Mehr Platz: Ein Regelkindergarten mit 6 Gruppen wurde zu einem inklusiven Kindergarten mit 4 Gruppen mit multidisziplinärem Team gemacht. Das heißt: Fachleute aus den Bereichen Sozialarbeit, Logopädie, Physiotherapie, Psychologie, Inklusionspädagogik, Ergotherapie sind regelmäßig vor Ort.
Elternarbeit: Eine Sozialarbeiterin vor Ort, eine Familienberatungsstelle sowie ein wöchentliches mehrsprachiges Eltern-Kind-Café runden das Angebot ab.
Formulare, Formulare, Formulare
Melissa Pomberger, Sozialarbeiterin im Haus, steht da zum Glück zur Seite. „Denn es gibt durchaus Fördermöglichkeiten“, weiß sie. Doch das muss man wissen. Mehr noch: Es braucht da für alles ein Extraformular. Und dieses auszufüllen, fällt oft auch Menschen schwer, die jeden Tag mit Bürokratie zu tun haben.
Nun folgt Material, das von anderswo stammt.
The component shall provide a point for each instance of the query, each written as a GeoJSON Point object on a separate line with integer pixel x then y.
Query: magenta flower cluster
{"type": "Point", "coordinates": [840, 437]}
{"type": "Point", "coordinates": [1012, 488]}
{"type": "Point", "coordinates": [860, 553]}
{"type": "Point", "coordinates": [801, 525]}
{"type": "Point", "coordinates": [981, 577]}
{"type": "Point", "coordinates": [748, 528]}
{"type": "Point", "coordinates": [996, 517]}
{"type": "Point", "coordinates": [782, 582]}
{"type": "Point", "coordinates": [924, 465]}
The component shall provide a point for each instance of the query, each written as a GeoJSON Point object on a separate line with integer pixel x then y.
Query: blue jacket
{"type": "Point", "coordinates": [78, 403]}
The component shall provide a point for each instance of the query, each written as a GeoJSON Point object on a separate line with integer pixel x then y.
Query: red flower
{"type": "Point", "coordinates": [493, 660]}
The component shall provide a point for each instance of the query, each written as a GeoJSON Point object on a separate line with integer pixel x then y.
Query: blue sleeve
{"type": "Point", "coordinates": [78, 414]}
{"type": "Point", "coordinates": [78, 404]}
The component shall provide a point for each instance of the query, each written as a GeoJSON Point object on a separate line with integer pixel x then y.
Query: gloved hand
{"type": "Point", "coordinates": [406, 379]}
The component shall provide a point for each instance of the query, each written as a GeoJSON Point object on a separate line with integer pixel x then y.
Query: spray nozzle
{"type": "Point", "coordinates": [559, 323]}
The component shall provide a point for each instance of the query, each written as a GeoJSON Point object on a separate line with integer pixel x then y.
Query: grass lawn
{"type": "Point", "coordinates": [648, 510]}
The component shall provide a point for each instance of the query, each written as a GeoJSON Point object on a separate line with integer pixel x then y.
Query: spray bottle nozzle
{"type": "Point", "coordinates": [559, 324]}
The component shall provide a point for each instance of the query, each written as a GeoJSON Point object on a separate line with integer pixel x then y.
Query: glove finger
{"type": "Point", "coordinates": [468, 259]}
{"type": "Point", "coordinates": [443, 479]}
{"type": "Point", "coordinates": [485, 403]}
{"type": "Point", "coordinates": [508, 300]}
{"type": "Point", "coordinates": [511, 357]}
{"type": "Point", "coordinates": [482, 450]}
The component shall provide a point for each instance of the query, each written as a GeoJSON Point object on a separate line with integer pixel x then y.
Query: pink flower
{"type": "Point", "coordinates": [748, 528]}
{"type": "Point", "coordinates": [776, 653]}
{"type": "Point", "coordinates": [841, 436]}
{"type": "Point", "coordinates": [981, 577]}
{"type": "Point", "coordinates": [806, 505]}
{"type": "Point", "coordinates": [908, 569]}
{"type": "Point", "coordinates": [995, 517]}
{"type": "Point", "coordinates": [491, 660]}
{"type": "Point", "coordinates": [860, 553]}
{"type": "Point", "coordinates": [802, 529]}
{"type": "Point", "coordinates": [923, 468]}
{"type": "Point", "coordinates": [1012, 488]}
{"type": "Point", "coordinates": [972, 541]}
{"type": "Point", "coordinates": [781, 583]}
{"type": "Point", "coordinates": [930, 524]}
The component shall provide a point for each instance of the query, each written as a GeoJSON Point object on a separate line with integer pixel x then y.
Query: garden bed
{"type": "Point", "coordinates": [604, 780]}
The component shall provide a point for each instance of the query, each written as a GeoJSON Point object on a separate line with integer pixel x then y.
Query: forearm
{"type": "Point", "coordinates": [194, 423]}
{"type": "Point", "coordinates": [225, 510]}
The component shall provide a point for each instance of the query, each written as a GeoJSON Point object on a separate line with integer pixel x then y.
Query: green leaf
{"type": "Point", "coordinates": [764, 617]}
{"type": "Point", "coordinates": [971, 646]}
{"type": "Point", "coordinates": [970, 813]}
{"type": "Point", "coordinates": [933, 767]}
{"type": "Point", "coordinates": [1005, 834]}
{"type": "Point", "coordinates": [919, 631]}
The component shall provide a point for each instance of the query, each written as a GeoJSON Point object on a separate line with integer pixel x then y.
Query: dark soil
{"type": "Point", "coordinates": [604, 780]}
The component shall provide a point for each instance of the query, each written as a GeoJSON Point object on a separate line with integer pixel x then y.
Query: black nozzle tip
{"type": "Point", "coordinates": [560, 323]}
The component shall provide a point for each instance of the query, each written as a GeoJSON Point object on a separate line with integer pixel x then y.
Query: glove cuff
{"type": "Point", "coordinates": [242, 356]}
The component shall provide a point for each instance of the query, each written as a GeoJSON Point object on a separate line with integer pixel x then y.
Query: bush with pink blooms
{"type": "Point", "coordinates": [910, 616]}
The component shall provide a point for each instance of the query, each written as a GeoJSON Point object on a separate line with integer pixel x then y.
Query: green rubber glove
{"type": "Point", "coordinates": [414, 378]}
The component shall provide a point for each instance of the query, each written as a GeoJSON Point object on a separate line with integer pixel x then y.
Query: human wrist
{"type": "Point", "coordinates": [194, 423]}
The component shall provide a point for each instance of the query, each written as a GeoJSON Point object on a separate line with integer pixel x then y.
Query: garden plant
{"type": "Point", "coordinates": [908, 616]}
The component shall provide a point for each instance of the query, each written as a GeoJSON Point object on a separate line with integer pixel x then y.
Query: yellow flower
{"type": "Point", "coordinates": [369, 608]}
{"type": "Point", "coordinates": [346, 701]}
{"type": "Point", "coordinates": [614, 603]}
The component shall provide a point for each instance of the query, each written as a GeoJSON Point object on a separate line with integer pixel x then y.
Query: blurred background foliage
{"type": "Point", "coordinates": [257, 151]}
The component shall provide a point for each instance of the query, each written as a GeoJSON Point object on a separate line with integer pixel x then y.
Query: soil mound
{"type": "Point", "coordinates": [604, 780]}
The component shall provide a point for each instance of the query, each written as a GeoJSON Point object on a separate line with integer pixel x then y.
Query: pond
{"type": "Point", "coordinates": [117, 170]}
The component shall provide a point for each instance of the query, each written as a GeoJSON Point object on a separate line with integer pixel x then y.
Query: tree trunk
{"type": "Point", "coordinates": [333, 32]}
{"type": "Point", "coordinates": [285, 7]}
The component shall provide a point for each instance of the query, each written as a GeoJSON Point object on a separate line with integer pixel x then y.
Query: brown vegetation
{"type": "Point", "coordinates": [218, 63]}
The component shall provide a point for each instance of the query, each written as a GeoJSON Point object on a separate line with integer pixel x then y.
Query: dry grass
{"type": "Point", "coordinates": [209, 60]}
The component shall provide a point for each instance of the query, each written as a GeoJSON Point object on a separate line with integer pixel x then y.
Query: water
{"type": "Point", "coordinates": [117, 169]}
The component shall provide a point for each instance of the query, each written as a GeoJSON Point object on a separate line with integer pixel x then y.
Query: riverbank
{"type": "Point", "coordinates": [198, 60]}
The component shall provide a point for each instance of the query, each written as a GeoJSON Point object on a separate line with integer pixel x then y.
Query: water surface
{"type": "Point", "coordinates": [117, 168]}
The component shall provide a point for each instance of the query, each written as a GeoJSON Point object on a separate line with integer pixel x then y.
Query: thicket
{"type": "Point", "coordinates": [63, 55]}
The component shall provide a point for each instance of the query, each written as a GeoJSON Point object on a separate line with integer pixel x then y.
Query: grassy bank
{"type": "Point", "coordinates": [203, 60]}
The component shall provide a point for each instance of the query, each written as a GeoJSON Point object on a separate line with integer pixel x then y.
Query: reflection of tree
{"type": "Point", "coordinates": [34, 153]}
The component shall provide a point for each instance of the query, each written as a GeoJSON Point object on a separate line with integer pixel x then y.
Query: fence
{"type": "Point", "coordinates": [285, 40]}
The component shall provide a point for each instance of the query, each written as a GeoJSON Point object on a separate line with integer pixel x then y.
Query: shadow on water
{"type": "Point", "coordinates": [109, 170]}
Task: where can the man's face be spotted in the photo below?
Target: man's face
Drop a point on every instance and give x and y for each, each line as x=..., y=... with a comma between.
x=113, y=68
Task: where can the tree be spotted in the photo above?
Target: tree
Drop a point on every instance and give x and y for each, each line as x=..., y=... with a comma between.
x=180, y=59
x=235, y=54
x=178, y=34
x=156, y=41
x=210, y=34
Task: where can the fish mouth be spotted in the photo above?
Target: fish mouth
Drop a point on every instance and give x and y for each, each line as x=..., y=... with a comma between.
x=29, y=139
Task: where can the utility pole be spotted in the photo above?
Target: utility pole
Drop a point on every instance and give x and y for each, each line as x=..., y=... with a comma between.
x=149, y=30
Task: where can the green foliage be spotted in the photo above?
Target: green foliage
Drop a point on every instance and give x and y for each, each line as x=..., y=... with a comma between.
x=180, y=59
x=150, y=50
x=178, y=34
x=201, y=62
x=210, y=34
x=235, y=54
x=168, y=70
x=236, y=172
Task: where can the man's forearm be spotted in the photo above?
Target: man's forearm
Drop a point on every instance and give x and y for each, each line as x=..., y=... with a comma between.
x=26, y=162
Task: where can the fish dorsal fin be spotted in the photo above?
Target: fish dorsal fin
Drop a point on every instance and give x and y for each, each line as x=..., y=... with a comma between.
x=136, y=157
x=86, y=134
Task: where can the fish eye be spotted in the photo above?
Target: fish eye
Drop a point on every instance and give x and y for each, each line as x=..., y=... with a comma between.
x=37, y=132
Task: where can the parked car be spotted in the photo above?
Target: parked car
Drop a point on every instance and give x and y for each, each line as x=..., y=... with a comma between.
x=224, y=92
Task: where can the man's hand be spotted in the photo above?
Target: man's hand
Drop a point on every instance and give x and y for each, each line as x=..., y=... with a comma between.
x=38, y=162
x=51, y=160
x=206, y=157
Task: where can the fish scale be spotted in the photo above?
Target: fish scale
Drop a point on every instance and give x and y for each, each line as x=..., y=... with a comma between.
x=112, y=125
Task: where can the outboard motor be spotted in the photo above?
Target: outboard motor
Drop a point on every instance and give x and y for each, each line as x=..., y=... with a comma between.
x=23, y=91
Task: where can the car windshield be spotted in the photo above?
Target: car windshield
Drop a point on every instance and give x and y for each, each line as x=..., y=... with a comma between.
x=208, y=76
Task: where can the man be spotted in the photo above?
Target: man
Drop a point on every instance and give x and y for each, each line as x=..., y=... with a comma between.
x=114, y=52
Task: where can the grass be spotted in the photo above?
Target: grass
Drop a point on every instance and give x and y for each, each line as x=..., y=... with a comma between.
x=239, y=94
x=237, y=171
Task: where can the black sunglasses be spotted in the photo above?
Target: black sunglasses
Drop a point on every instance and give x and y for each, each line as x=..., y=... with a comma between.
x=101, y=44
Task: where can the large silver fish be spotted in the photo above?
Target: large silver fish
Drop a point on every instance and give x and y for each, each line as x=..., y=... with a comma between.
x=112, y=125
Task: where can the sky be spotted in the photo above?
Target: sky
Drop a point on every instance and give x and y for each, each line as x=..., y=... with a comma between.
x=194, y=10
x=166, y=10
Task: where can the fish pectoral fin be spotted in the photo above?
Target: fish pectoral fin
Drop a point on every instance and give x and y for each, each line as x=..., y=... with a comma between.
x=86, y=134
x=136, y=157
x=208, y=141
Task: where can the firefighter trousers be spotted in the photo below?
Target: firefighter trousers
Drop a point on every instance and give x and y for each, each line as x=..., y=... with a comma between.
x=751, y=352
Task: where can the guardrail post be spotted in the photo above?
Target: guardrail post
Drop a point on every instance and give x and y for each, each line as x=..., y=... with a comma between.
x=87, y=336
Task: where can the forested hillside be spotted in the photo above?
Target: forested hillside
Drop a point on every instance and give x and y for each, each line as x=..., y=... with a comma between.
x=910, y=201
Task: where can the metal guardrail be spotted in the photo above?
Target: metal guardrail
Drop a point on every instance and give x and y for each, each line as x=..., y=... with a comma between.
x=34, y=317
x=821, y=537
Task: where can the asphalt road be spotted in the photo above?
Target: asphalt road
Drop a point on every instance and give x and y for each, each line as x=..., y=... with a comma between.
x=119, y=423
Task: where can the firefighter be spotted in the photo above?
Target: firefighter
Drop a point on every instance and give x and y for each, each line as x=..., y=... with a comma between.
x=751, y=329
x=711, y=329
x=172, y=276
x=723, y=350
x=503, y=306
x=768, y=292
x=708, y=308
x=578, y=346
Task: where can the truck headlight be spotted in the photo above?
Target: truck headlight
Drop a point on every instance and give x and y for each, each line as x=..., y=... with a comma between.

Wie mühsam es ist, haben die Kinderfreunde selbst erlebt. „Als wir das Projekt gestartet haben, wussten wir oft nicht, welche Vorgaben wir einzuhalten haben oder an wen wir uns zu wenden haben“, erzählt Fischer.
Mittlerweile hat sich aber alles eingespielt. Mehr noch: „Das, was wir schaffen wollten, nämlich ein Vorzeigeprojekt für gelebte Inklusion, haben wir umgesetzt. Wir bieten allen Buben und Mädchen einen bestmöglichen Start ins Leben.“ Mehr noch: „Pädagoginnen aus anderen Häusern kommen uns besuchen, machen mit uns gemeinsam Fortbildungen. Das war auch unser Ziel.“
Was Pädagoginnen, Fachpersonal und Eltern traurig macht: Die Finanzierung des Projekts ist nur bis Ende des Jahres gesichert – unterstützt wird es seit September 2023 vom Jubiläumsfonds von „Licht ins Dunkel“.